Что же случилось? Оба часто бродили вместе, составляя счастливый симбиоз, до того момента, когда они открыли этот роковой замок. Затем сначала всегда думающий, обладающий, так сказать, прометеевским характером интроверт предложил осмотреть замок изнутри, а думающий всегда потом, т.е. с эпиметевской установкой, экстраверт открыл дверь. В этот момент типы поменялись местами: интроверта, который поначалу сопротивлялся идее войти, теперь нельзя заставить выйти, а экстраверт проклинает то мгновение, когда его нога ступила на порог замка. Первый теперь погрузился в объект, а последний — в свои негативные мысли. Как только интроверт увидел манускрипты, он стал их пленником. Его робость исчезла, объект полностью им завладел, чему он нисколько не сопротивлялся. Экстраверт Же, напротив, ощутил возрастающее сопротивление по отношению к объекту и тоже стал пленником, но только своей излучающей сарказм субъективности. Интроверт стал экстравертированным, а экстраверт - интровертированным. Но экстраверсия интроверта отличается от экстраверсии экстраверта и наоборот. До тех пор пока оба прогуливались в радостной гармонии, они не ссорились друг с другом, потому что каждый вел себя естественно и в соответствии со своим характером. Каждый положительно относился к другому, потому что их установки были комплементарны. Однако комплементарны они были лишь постольку, поскольку установка одного включала в себя установку другого. Мы можем видеть это из короткого разговора у ворот. Оба хотели войти в замок. Сомнение интроверта не шло вразрез с желаниями экстраверта. А инициатива экстраверта также оказалась на руку интроверту. Таким образом, установка одного включала в себя установку другого, что имеет место всегда, когда человек ведет себя в соответствии со своей установкой, поскольку эта установка до некоторой степени связана с коллективной адаптацией. То же самое верно и для установки интроверта, хотя здесь началом всегда является субъект. Она просто направлена от субъекта к объекту, в то время как установка экстраверта направлена от объекта к субъекту.
Но в тот момент когда, как в случае с интровертом, объект привлекает субъекта и завладевает им, установка последнего теряет свой социальный характер. Он забывает о присутствии друга, как бы перестает включать его в себя; объект полностью поглощает его, и он уже не видит, какую скуку это наводит на его друга. Точно так же и экстраверт теряет всякое внимание к другому, как только его ожидания не оправдались. Он уходит в себя, в свою субъективность и предается унынию.
Исходя из этого, мы можем следующим образом резюмировать наш случай: в интроверте влияние объекта вызывает неполноценную экстраверсию, в то время как с социальной установкой экстраверта происходит неполноценная интроверсия.
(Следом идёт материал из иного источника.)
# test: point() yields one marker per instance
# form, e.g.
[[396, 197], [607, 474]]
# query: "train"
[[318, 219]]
Следовательно, мы возвращаемся к тому суждению, с которого начинали: «Ценность одного является отрицанием ценности другого».
Как позитивные, так и негативные происшествия могут вызвать негативную контрфункцию, и тогда появляется чувст- вительность. А чувствительность — верный признак присутствия неполноценности. Это-то и создает психологическую основу несогласованности и недоразумений, причем не только между двумя людьми, но и внутри нас самих. Сущность неполноценной функции - автономия: она становится независимой, она наступает, она завладевает нами и запутывает нас настолько, что мы перестаем быть хозяевами самих себя и уже не можем необходимым образом различать себя и других.
И тем не менее для развития нашего характера необходимо дать возможность выражения другой стороне, неполноценной функции. В конце концов мы не можем позволить одной части нашей личности симбиотически выполнять функции другой; ибо может наступить момент, когда нам понадобится вторая функция, но мы будем не готовы к этому, как показывают примеры. А отсюда и последствия: экстраверт теряет свое существенное отношение к объекту, а интроверт — к субъекту. Но для интроверта в равной степени существенно выработать некоторую форму действия, не отягощенную мучительными сомнениями и колебаниями, а экстраверт должен научиться размышлять, не подвергая при этом опасности свои взаимоотношения с людьми.
Совершенно очевидно, что экстраверсия и интроверсия представляют собой две антитетические, естественные установки или тенденции, которые Гете однажды назвал диастолой и систолой. Гармонически чередуясь, они должны задавать ритм жизни, но, по-видимому, достичь такого ритма является делом высокого искусства. Либо это должно происходить бессознательно, так, чтобы в течение естественных законов не вмешивались никакие сознательные акты, либо человек должен стать сознательным в гораздо более высоком смысле, для того чтобы стремиться к антитетическим действиям и выполнять их. Поскольку мы не можем пройти обратный путь к животной бессознательности, нам остается только, напрягая все силы, двигаться к более высокому сознанию. Нет сомнений, что такое сознание, которое позволило бы нам жить и в «да», и в «нет» нашей свободной воли, представляет собой сверхчеловеческий идеал. И тем не менее от такой цели нельзя отказываться. Возможно, наша настоящая ментальность позволяет нам сознательно желать лишь «да» и примиряться с «нет». Если это так, то тем самым уже многое достигнуто.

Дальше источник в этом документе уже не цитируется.